VLDB2020
Mosaic: A Budget-Conscious Storage Engine for Relational Database Systems
Lukas Vogel, Alexander van Renen, Satoshi Imamura, Viktor Leis, Thomas Neumann, Alfons Kemper
摘要
Relational database systems are purpose-built for a specific storage device class (e.g., HDD, SSD, or DRAM). They do not cope well with the multitude of storage devices that are competitive at their price 'sweet spots'. To make use of different storage device classes, users have to resort to workarounds, such as storing data in different tablespaces. A lot of research has been done on heterogeneous storage frameworks for distributed big data query engines. These engines scale well for big data sets but are often CPUor network-bound. Both approaches only maximize performance for previously purchased storage devices. We present Mosaic, a storage engine for scan-heavy workloads on RDBMS that manages devices in a tierless pool and provides device purchase recommendations for a specified workload and budget.
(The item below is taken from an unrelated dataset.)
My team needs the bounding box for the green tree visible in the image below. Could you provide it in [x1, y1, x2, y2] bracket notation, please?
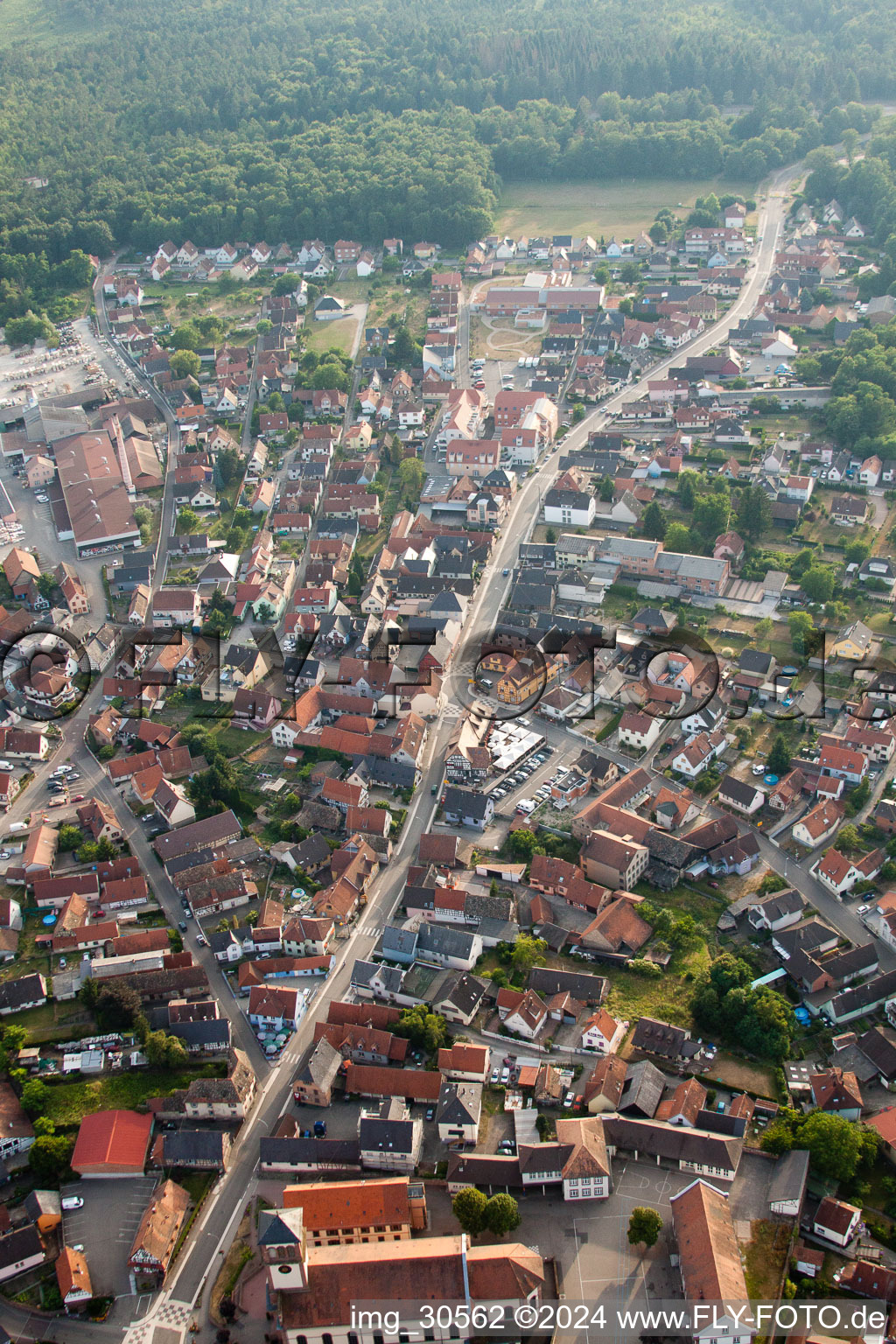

In contrast to existing systems, Mosaic generates a performance/budget curve that is Paretooptimal, along which the user can choose. Our approach uses device models and linear optimization to find a data placement solution that maximizes I/O throughput for the workload. Our evaluation shows that Mosaic provides a higher throughput at the same budget or a similar throughput at a lower budget than the state-of-the-art approaches of big data query engines and RDBMS.